Rendall, a boxing writer, was handed a £12,000 advance and told to gamble it and write up the results. But things didn't go to plan, and what starts as an account of a humorous gambling journey turns into a drink-addled tale of personal hell. It's highly original, brutally honest, and brilliantly written - Rendall's occasional columns on boxing, gambling and drinking in various broadsheets are always worth reading regardless of your interest in the subject matter. Subtitled 'The Gambler As Hero', the book inspired a Channel 4 series, which was also excellent and deserves a repeat on More4. You can get Twelve Grand for as little as 50p here. And you can read his brilliant recent Observer piece on tracking down his birth mother here.

CD: Give Up The Postal Service

Combining the melodic pop sensibilities of (Death Cab For Cutie's) Ben Gibbard and the electronic beats and twiddlings of (Dntel's) Jimmy Tamborello, The Postal Service is a side project that is much better than either musician's day job. I normally have an aversion to 'electronic' music, but this is something special - gems of pop songs dipped in shiny beats. Think Technique-era New Order polished up for the noughties and you're partway there. As a taster, you can see Napoleon Dynamite director Jared Hess's excellent video for cheery nuclear holocaust anthem We Will Become Silhouettes here. You can get Give Up here.

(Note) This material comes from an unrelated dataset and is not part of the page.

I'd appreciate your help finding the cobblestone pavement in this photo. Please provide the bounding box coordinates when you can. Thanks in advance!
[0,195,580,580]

DVD: A Room For Romeo Brass

This Shane Meadows movie starts off with twelve year-olds Romeo and Gavin befriending grown-up loner Morell (Paddy Considine), and for the first act it could easily be an old Children's Film Foundation picture. But everything changes when Morell, obsessed with Romeo's sister, becomes unpredictable and violent. The film then revolves around a brilliantly edgy and genuinely terrifying performance from Considine - certainly living up to his reputation as a British De Niro. His final confrontation with Gavin's dad is one of the scariest and most intense movie scenes I can remember. Morell is a psychopath, but in Considine's hands you can't help feeling sorry for him. You can get the DVD for just £4.97 here.